When the cached JWKS reaches the end of its freshness lifetime, the implementation SHOULD attempt to refresh the JWKS by retrieving it again from the configured location.

X.Y.2 Handling refresh failures

If a refresh attempt of a remote JWKS fails (for example due to network errors, timeouts, non-success HTTP status codes, or parsing errors), the implementation MAY continue to use the last successfully retrieved JWKS for a bounded fallback period, instead of immediately rejecting token verification requests.

This behavior is conceptually similar to HTTP cache semantics such as stale-if-error, but is scoped specifically to JWKS handling for JWT verification.
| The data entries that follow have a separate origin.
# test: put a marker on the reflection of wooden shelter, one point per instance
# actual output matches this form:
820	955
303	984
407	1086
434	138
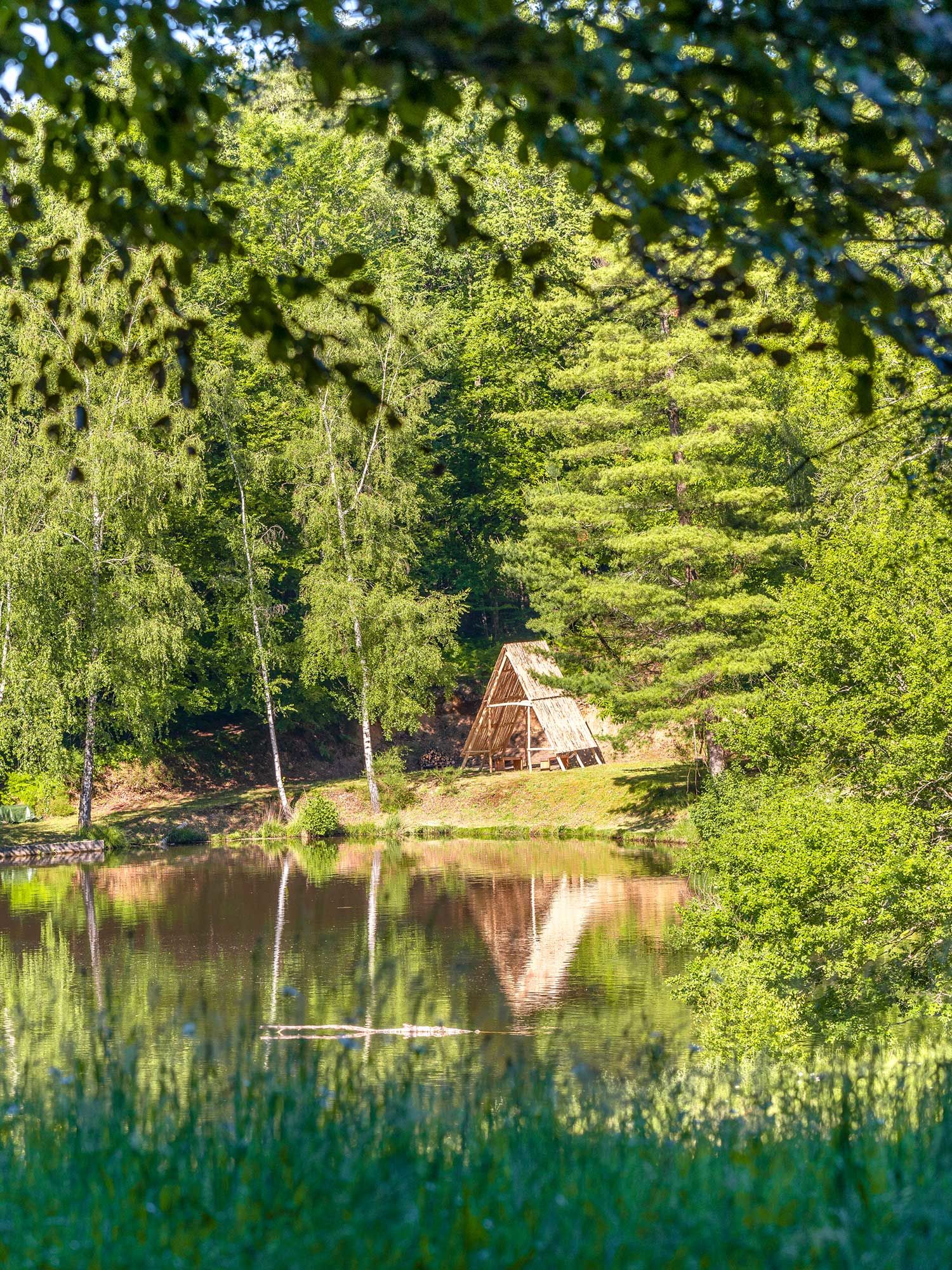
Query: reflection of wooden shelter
534	929
524	722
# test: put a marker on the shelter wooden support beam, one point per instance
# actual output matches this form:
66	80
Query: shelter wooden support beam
525	714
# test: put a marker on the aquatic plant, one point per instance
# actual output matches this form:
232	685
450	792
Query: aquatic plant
223	1161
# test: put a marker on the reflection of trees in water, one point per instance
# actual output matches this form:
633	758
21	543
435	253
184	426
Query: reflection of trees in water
534	928
93	933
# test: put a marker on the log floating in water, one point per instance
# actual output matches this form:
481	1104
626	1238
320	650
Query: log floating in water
83	850
333	1031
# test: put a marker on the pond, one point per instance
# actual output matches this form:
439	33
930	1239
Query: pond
544	952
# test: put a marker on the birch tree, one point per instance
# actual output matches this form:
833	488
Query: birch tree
107	613
246	535
370	632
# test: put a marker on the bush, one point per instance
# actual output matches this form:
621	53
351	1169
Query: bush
186	836
390	770
110	835
45	794
317	816
835	910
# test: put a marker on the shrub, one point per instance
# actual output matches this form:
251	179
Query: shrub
317	817
45	794
111	835
186	836
832	909
390	770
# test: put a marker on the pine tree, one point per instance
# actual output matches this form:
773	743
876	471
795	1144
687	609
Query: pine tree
653	548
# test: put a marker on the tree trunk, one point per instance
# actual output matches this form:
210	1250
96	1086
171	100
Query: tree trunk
717	755
355	617
260	641
366	725
86	805
7	609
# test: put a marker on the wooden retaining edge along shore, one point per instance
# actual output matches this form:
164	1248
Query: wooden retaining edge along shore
93	852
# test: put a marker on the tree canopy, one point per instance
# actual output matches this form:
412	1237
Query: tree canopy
813	135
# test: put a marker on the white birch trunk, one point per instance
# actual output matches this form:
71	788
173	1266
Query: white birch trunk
260	642
359	636
86	803
7	609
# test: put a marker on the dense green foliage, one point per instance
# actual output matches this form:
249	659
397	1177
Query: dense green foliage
865	697
539	435
799	134
652	549
830	914
317	816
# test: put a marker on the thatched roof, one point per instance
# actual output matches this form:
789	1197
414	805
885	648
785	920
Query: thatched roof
517	699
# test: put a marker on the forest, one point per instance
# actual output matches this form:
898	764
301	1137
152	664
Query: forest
364	396
715	542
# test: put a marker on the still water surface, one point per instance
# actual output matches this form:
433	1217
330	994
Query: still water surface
540	953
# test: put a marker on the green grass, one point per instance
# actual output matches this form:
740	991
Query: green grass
614	801
310	1164
607	801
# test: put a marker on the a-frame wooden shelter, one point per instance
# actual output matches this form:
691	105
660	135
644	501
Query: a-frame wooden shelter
524	722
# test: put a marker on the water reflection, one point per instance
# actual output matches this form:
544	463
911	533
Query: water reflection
549	951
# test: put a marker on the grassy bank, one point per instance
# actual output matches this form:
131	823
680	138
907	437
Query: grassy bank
642	799
310	1164
609	801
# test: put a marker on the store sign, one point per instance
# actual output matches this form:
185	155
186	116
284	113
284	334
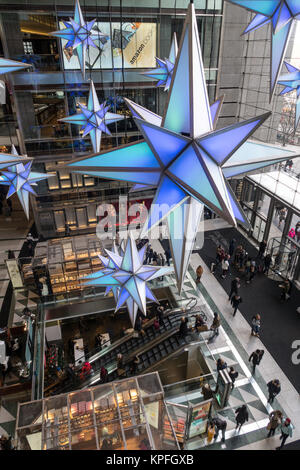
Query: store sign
133	46
14	273
199	418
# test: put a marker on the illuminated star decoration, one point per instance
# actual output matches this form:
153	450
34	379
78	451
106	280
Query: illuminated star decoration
7	65
20	178
127	277
182	155
291	82
94	118
8	159
80	35
163	73
281	14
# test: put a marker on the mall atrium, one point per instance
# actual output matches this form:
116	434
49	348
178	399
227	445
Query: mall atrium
149	225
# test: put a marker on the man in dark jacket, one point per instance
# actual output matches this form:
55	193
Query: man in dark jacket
220	425
215	326
235	285
233	374
236	300
274	389
256	357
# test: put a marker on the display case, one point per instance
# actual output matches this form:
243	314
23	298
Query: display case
119	416
64	263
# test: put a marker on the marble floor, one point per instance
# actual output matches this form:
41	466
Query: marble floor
235	344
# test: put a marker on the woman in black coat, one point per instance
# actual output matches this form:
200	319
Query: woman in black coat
242	416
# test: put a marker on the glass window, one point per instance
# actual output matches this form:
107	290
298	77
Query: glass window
59	218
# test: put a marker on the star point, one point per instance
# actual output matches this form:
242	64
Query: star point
281	14
127	277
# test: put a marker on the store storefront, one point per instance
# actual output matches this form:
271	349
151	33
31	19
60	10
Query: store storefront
127	415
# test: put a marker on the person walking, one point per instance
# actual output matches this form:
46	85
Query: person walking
231	247
262	248
286	431
225	267
275	419
199	272
103	375
215	326
255	325
221	364
220	425
274	388
267	263
236	300
183	328
235	285
233	374
168	256
242	416
255	358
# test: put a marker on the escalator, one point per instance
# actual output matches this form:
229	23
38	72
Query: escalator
151	348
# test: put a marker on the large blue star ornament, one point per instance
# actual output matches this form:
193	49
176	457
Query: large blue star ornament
7	65
281	14
20	180
291	82
8	159
94	118
80	35
127	277
182	154
163	73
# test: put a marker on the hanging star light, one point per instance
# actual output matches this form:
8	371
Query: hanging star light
80	35
291	82
281	14
94	118
163	73
20	178
182	155
8	159
7	65
127	277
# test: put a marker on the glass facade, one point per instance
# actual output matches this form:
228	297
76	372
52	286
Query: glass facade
126	415
53	87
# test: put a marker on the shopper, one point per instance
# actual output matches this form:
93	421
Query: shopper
210	432
286	431
183	328
255	358
262	248
231	247
225	267
255	325
285	290
134	365
236	300
207	392
274	389
221	364
168	256
199	272
235	285
160	314
267	263
215	326
103	375
233	374
242	416
275	419
220	425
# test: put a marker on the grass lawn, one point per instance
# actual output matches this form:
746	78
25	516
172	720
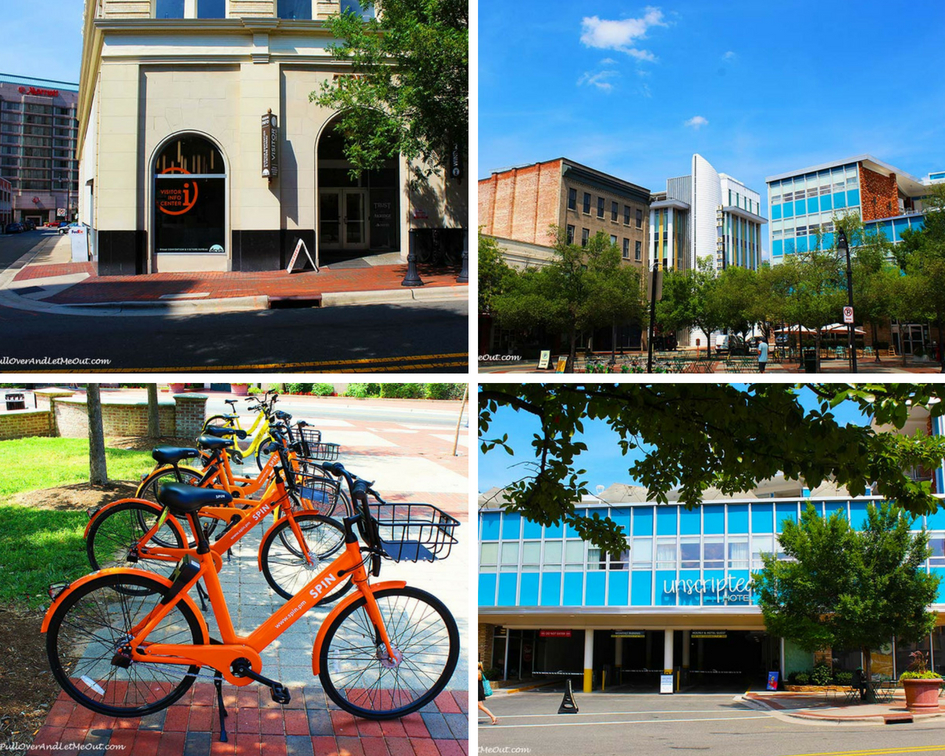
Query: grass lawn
42	546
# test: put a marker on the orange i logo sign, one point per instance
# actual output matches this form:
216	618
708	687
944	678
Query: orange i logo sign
176	200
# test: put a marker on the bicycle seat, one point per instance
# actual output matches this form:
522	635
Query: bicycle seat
183	499
220	432
171	455
211	442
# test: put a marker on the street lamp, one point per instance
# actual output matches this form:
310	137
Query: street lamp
844	249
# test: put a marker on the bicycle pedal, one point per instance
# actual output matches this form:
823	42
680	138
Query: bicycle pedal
280	693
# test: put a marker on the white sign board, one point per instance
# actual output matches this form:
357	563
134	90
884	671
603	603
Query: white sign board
79	237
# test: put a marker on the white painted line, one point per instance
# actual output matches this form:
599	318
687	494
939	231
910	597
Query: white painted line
759	715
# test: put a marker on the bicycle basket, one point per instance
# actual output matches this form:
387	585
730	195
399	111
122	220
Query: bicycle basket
318	492
414	532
X.Y.3 Configuration of fallback duration

The fallback behavior described above is controlled by a MicroProfile Config property:

mp.jwt.verify.jwks.retain-cache-on-error-duration
  • The value represents a duration (e.g. in seconds or minutes).
  • Default value: 0.
  • A value of 0 disables the fallback mechanism; in this case, implementations MUST fail token verification if the JWKS cannot be refreshed.
  • A value greater than 0 specifies the maximum duration for which a previously valid JWKS may be reused after a refresh failure.

Property naming and duration format follow standard MicroProfile Config conventions.

X.Y.4 Configuration precedence

The mp.jwt.verify.jwks.retain-cache-on-error-duration property follows standard MicroProfile Config source precedence rules.

In case multiple configuration sources are present, the effective value is determined according to MicroProfile Config ordering, allowing:

  1. application-level configuration to override,
  2. runtime / server / domain-level configuration to provide defaults,
  3. implementation defaults to apply when no configuration is specified.

This enables centralized governance in enterprise environments while preserving application portability.

X.Y.5 Security considerations

Reusing a previously valid JWKS during a refresh failure may delay the effect of key rotation while the remote JWKS endpoint is unavailable.
Implementations and operators are expected to mitigate this risk by:

keeping fallback durations short,

disabling the fallback entirely if strict behavior is required.

Notes

This proposal is intended to improve operational resilience while keeping security trade-offs explicit and bounded via configuration.

Happy to refine naming, wording, or scope based on feedback.